I find it delightful that you ported a hacking simulator to a device so well suited for actual cracking, like a love letter to the practice itself. I enjoyed reading the article.
Did you manage to find anything to do with the R-01? The idea of switching architectures as easily as other computers switch hard drives makes me salivate, but I haven’t seen any single practical task that is fulfilled better by the R-01 than by the CM4. I want RISC-V, but I also want to be able to continue visiting this forum.
It may be too early to tell if this device will be well-supported by the community. The Linux drivers it needs aren’t mainline and look a little annoying to bring over to each kernel version. Nobody has an operating system besides Linux running on a uConsole (though, to be fair, OpenBSD is lousy on a CM4, NetBSD doesn’t support hardware video decoding, and 9front wouldn’t accept input even when I got it to boot on here, so it would be an uphill struggle without much reward). I have yet to see a commercially available mainboard or battery board replacement either, though we are very close. Spare parts are only available by request to ClockworkPi. None of these are dealbreakers whatsoever and personally I never really run into them, but I am a little worried about how I’ll manage to keep this thing running until I die or a better replacement comes out.

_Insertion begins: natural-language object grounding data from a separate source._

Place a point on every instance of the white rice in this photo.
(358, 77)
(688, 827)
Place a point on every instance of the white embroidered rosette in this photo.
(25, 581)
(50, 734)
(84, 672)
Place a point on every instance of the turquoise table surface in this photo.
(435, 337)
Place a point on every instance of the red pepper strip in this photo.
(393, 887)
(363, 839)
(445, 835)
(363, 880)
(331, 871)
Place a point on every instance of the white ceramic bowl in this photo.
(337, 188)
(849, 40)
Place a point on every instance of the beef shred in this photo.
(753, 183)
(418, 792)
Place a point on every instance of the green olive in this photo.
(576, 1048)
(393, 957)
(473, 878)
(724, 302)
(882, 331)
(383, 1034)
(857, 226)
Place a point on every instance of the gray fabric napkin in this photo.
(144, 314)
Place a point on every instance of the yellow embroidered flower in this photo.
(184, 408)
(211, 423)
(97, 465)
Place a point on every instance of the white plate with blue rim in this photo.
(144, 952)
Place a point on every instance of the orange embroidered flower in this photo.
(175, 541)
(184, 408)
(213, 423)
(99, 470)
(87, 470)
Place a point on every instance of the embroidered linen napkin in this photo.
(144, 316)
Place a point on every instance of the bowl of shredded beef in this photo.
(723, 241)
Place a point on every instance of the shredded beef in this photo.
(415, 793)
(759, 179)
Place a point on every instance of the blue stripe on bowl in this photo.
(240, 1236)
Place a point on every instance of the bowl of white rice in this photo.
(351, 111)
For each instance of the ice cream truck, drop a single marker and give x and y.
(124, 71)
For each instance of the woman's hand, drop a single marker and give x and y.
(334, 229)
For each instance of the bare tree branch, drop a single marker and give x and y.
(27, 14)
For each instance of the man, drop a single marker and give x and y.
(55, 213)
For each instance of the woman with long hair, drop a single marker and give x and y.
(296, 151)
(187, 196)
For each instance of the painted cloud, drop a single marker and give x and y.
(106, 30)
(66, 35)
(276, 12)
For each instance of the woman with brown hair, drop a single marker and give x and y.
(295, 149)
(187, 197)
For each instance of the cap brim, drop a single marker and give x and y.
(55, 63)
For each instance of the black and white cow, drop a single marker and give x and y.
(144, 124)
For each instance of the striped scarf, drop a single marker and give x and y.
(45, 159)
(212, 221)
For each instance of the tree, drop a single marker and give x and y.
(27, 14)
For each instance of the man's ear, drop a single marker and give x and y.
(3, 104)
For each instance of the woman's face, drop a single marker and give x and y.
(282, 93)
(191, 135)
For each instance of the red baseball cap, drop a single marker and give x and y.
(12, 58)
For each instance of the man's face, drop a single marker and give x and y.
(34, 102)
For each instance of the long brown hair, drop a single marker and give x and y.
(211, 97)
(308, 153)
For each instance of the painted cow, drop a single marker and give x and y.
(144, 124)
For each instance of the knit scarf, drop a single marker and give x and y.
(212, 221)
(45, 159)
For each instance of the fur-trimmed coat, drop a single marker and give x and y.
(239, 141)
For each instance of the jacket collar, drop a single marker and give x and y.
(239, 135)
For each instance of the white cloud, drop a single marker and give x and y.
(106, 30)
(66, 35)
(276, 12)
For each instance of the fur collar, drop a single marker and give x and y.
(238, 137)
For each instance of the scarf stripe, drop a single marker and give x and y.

Thank you for the kind words, I appreciate it! That was indeed the idea, I just loved the aesthetic of running a hacking simulator on such a device.
No, I haven’t really found a great application for the R-01. I could see it being quite useful as a terminal-only machine, or if all you wanna do is SSH into something. It can work well there. But even the diminutive CM3 I am using is so much more powerful, being able to use an actual browser makes a huge difference.
As for support in the future, I’m optimistic! Electronics like these don’t really ‘break’ over time - I haven’t seen any electrolytic capacitors that could expire on these boards. And I think that there are enough of these around for spare parts, if you’re willing to buy a few of them.
And old Linux is still Linux, a great operating system. I’ve worked plenty with older kernels in my job and it doesn’t make a massive difference. Sure, there will be limitations, but I’d be perfectly happy to always use Debian Trixie on my uConsole.